For this reason, our criteria for the ISO21702 testing are…
Minimum: 90% reduction within 2 hours
Desirable: 99% reduction within 2 hours
Optimum: >99.9% reduction within 2 hours
The independent tests we have commissioned to date have demonstrated that it is extremely difficult to achieve meaningful antiviral performance in moulded or extruded polymers at an economically viable level of active substance. For example, even when used at 5% by weight in polypropylene, the most commonly used active substances (silver phosphate glass, silver zinc zeolite or zinc pyrithione) were unable to achieve a reduction of more than 80% of Human coronavirus within 2 hours, which we believe to be inadequate. It is worth noting that these levels would increase the cost of the moulded material by a factor of 5-10 times, dependent on the active.
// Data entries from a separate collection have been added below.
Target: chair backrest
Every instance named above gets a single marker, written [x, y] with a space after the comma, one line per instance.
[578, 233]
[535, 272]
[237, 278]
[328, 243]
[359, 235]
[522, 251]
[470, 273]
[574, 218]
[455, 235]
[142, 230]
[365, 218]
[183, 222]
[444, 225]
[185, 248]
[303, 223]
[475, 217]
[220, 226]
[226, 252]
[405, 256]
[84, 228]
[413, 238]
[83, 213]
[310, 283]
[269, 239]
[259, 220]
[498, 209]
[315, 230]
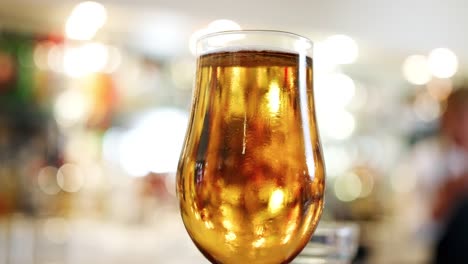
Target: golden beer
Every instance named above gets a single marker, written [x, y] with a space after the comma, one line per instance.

In a thin coating – perhaps 5-10 microns thick – the entire active additive content is at or near the surface, ensuring it is all available to contribute to the antimicrobial effect. In a moulded piece, a significant proportion of the active substance cannot be close enough to the surface to contribute. For good antibacterial performance, the level of active substance required is relatively low, making it less expensive to use an additive in the polymer than undertake a secondary coating operation. However, given the very high levels at which the same additive must be used to provide anti-viral efficacy, the cost of a coating begins to look far more appealing.
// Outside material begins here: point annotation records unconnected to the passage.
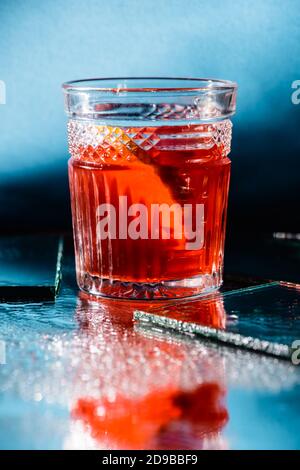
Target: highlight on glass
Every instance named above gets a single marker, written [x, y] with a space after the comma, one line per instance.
[149, 177]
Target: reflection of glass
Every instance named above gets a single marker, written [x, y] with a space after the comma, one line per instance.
[149, 175]
[150, 395]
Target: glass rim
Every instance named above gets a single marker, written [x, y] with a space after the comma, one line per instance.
[183, 84]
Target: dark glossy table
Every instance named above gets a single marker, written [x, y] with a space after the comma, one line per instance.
[79, 374]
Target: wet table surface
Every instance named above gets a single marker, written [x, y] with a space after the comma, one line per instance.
[80, 374]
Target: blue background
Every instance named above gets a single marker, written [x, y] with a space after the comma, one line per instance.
[45, 43]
The results we have seen suggest that a thin coating with an appropriate active substance is capable of providing meaningful anti-viral results: >90% reduction in virus load over two hours.
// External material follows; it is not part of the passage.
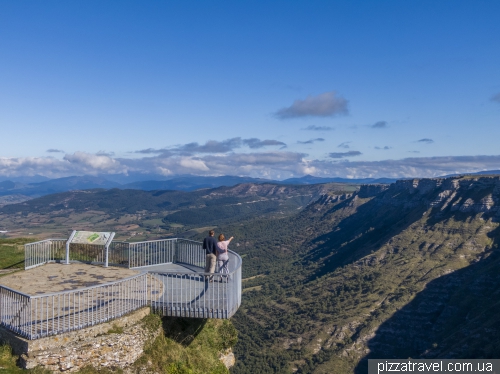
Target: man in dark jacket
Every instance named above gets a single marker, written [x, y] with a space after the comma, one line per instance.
[210, 247]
To date, the most impressive coating performance we have achieved is a reduction of 99.7% of human coronavirus NL63 within 2 hours. We are working to improve that to a 99.9% reduction.
That said, it’s important to bear in mind that the active substance which delivered this level of efficacy in that particular coating may well perform very differently in another coating. This is always an important consideration with any antimicrobial additives.
We often see test reports from other companies stating that an additive will provide xx.xx% reduction of a specific organism in “ABS” or “polycarbonate”. This is completely nonsensical, as performance will vary from one grade of these materials to another. It goes a long way to explaining why we have, on many occasions, encountered commercially available products purporting to be antimicrobial, but which are, in fact, no better than an untreated material. And that is why we insist on – and invest in – diligent testing.
Coronavirus SARS-CoV-2 is an enveloped virus, as are influenza A, feline coronavirus and human coronavirus NL63. As outlined above, we have tested against these three ‘surrogates’ and demonstrated that good levels of performance against each of them are feasible. It may, therefore, be reasonable to infer that the same would be true of SARS-CoV-2… however, the results also show that active substances provide different levels of efficacy against different viruses, deactivating some more efficiently than others. For example, a treated material which achieves >90% reduction of feline coronavirus may not achieve any discernible reduction of human coronavirus NL63.
Regrettably, testing against SARS-CoV-2 remains prohibitively expensive for most companies. However, it is now available and therefore we will begin to see more useful data on which we can base future formulations. In the meantime, at Radical Materials we remain cautious. By continuing to work on formulations and invest in testing, we aim to develop economically viable SteriTouch antimicrobial additives and materials which will help protect against coronavirus SARS-CoV-2.